Machine learning for neurodegenerative disorders : advancements and applications
Explores the application of machine learning to the understanding, early diagnosis, and management of neurodegenerative disorders. With a specific focus on its role in ongoing clinical trials, the book covers essential topics such as data collection, pre-processing, feature extraction, model development, and validation techniques. It delves into the applications of neuroimaging techniques like magnetic resonance imaging (MRI), computed tomography (CT), and positron emission tomography (PET) in the diagnosis and understanding of neurodegenerative disorders. Additionally, the book examines various machine-learning algorithms employed for biomarker discovery in neurodegenerative disorders. It highlights the role of neuroinformatics and big data analysis in advancing the understanding and management of neurodegenerative disorders. Furthermore, the book reviews future prospects and presents the ethical considerations and regulatory challenges associated with implementing machine learning approaches in the diagnosis, treatment, and prevention of neurodegenerative disorders.
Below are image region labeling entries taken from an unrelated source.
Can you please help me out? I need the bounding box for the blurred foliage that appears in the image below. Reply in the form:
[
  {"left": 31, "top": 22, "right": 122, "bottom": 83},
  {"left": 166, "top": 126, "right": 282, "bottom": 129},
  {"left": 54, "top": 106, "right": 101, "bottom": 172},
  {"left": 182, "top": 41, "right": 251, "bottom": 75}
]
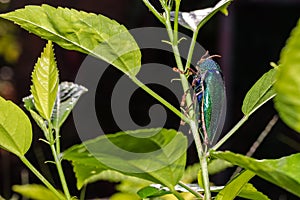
[{"left": 0, "top": 19, "right": 22, "bottom": 64}]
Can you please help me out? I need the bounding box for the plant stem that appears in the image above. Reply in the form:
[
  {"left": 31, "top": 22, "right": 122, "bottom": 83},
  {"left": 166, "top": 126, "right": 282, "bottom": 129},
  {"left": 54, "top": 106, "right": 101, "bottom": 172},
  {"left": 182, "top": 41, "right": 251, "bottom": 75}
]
[
  {"left": 172, "top": 189, "right": 184, "bottom": 200},
  {"left": 143, "top": 0, "right": 165, "bottom": 24},
  {"left": 19, "top": 156, "right": 66, "bottom": 200},
  {"left": 80, "top": 184, "right": 87, "bottom": 200},
  {"left": 200, "top": 155, "right": 211, "bottom": 200},
  {"left": 185, "top": 29, "right": 199, "bottom": 70},
  {"left": 50, "top": 144, "right": 71, "bottom": 200},
  {"left": 211, "top": 115, "right": 249, "bottom": 151},
  {"left": 178, "top": 181, "right": 203, "bottom": 199},
  {"left": 55, "top": 128, "right": 60, "bottom": 155}
]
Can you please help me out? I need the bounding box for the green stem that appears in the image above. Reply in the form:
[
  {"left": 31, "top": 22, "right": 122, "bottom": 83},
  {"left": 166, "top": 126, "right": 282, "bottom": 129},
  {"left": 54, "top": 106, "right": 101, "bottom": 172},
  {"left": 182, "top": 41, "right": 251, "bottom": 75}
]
[
  {"left": 130, "top": 76, "right": 190, "bottom": 123},
  {"left": 178, "top": 181, "right": 203, "bottom": 199},
  {"left": 143, "top": 0, "right": 165, "bottom": 24},
  {"left": 172, "top": 189, "right": 184, "bottom": 200},
  {"left": 200, "top": 155, "right": 211, "bottom": 200},
  {"left": 80, "top": 184, "right": 87, "bottom": 200},
  {"left": 55, "top": 128, "right": 60, "bottom": 155},
  {"left": 19, "top": 156, "right": 66, "bottom": 200},
  {"left": 50, "top": 144, "right": 71, "bottom": 200},
  {"left": 185, "top": 29, "right": 199, "bottom": 70},
  {"left": 211, "top": 115, "right": 249, "bottom": 151}
]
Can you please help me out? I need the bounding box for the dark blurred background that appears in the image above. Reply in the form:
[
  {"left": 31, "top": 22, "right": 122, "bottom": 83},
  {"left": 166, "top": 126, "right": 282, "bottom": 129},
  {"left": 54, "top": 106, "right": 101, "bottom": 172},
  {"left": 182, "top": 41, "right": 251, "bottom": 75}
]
[{"left": 0, "top": 0, "right": 300, "bottom": 200}]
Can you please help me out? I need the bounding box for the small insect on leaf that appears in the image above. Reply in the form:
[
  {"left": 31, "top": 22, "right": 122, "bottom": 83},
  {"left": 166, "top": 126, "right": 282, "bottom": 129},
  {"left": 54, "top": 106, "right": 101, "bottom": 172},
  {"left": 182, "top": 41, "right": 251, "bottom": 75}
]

Artificial intelligence in drug design
Looks at applications of artificial intelligence (AI), machine learning (ML), and deep learning (DL) in drug design. The chapters in this book describe how AI/ML/DL approaches can be applied to accelerate and revolutionize traditional drug design approaches such as: structure- and ligand-based, augmented and multi-objective de novo drug design, SAR and big data analysis, prediction of binding/activity, ADMET, pharmacokinetics and drug-target residence time, precision medicine and selection of favorable chemical synthetic routes. How broadly are these approaches applied and where do they maximally impact productivity today and potentially in the near future.
Machine learning and its application to reacting flows: ml and combustion
These two fields, ML and turbulent combustion, have large body of work and knowledge on their own, and this book brings them together and explain the complexities and challenges involved in applying ML techniques to simulate and study reacting flows. This is important as to the world’s total primary energy supply (TPES), since more than 90% of this supply is through combustion technologies and the non-negligible effects of combustion on environment. Although alternative technologies based on renewable energies are coming up, their shares for the TPES is are less than 5% currently and one needs a complete paradigm shift to replace combustion sources. The book covers the current state of the art in these two topics and outlines the challenges involved, merits and drawbacks of using ML for turbulent combustion simulations including avenues which can be explored to overcome the challenges.
Big data analysis of nanoscience bibliometrics, patent, and funding data (2000-2019)
Presents an evaluation of nanotechnologies outputs (academic outputs and patents) and their impact from 2000-2019. The evaluation uses Elsevier’s Scopus (the largest abstract and citation database of peer-reviewed literature), SciVal (a scientific research analysis platform), Funding Institutional (a funding database), and PatentSight (a patent analysis platform). It covers four key topics regarding nanoscience research, including: 1) An overview of nano-related scholarly output, 2) Nanoscience and its contribution to basic science, 3) Nanoscience and its impact on and collaboration with industry partners, and 4) Key factors that promote the development of nanoscience.
Advances in Big Data Analytics : Theory, Algorithms and Practices
Provides a comprehensive and cutting-edge study on big data analytics, based on the research findings and applications developed by the author and his colleagues in related areas. It addresses the concepts of big data analytics and/or data science, multi-criteria optimization for learning, expert and rule-based data analysis, support vector machines for classification, feature selection, data stream analysis, learning analysis, sentiment analysis, link analysis, and evaluation analysis. The book also explores lessons learned in applying big data to business, engineering and healthcare. Lastly, it addresses the advanced topic of intelligence-quotient (IQ) tests for artificial intelligence.
Big Data in Energy Economics
Combines energy economics and big data modeling analysis in energy conversion and management and comprehensively introduces the relevant theories, key technologies, and application examples of the smart energy economy. With the help of time series big data modeling results, energy economy managers develop reasonable and feasible pricing mechanisms of electricity price and improve the absorption capacity of the power grid. In addition, they also carry out scientific power equipment scheduling and cost–benefit analysis according to the results of data mining, so as to avoid the loss caused by accidental damage of equipment. Energy users adjust their power consumption behavior through the modeling results provided and achieve the effect of energy saving and emission reduction while reasonably reducing the electricity expenditure.